Nearly two decades ago, Mickey Zucker Reichert introduced fantasy readers to her greatest creation -- the Renshai, a race of warriors who lived for battle and swordcraft, and who began training in the art of war from the moment their fingers could grasp a weapon. Set in a world enriched by Norse mythology, Mickey's first two trilogies about the Renshai -- The Last of the Renshai and The Renshai Chronicles -- captivated readers as they followed the adventures of these legendary warriors who fought their way back from almost total extinction to claim a new homeland and find allies in a world where far too many still feared and despised them.

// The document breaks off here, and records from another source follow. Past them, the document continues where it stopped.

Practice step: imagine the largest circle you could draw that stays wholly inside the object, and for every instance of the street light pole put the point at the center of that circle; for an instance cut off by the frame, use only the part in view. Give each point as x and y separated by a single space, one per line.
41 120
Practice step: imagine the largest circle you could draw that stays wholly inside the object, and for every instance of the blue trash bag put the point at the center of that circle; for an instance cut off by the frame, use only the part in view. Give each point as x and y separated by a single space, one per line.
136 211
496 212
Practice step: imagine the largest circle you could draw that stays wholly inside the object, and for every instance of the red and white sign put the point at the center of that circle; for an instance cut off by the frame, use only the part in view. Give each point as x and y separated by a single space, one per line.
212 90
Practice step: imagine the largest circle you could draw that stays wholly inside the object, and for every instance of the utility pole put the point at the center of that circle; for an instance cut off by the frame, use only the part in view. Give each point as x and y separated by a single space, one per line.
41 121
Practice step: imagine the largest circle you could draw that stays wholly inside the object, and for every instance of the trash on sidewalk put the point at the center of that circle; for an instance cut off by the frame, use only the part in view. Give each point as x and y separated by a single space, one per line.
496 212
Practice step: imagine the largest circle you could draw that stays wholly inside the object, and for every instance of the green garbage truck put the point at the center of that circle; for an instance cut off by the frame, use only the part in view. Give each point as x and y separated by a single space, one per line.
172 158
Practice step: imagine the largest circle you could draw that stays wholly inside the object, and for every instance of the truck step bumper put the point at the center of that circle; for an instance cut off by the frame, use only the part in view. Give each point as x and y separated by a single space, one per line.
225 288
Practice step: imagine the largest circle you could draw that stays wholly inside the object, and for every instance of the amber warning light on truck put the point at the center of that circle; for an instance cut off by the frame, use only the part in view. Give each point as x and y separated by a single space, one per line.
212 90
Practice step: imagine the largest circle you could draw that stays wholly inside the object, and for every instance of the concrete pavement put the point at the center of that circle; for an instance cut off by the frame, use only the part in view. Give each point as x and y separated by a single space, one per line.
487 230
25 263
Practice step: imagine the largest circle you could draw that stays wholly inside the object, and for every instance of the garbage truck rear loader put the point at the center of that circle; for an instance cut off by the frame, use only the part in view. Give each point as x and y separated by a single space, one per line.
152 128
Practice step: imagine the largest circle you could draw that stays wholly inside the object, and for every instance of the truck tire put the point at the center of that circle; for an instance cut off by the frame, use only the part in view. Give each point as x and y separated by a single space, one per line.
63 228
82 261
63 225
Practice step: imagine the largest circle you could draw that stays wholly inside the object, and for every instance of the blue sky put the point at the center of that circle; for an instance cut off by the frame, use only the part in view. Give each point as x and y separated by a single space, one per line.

Flight of the Renshai and Fields of Wrath continue the Renshai saga begun in the previous two trilogies. Opening eighteen years after The Children of Wrath ended, Flight of the Renshai focuses on the main characters from the second trilogy, as well as their now-grown children. At the center of the story are the three sons of Kevral Tainharsdatter. While Flight brings readers into the heart of the long-dreaded Great War, Fields of Wrath picks up the story in the aftermath of that war.
With the Great War over, the Renshai have won back the Fields of Wrath. However, Tae Kahn -- Subikahn's father -- becomes ever more certain that a far larger and fiercer wave of enemy soldiers is headed toward them.
One Kjempemagiska and an army of their man-sized servants nearly defeated the entirety of the continent. This time, Tae is certain, the ranks will include hundreds of these strong, magical, Island-dwelling giants. The only hope for the peoples of the continent is to regather their war-weary troops and find a way to convince the few magical beings of their own world to assist them.
Unfortunately for Tae, no allies are available to assist.
It becomes a race against time as Tae and his friends struggle to convince the various Continental generals of the danger, attempt to turn reluctant, antagonistic mages and elves into allies, spy on the giant Kjempemagiska sorcerers, and seek some means to defeat an enemy powerful beyond contemplation.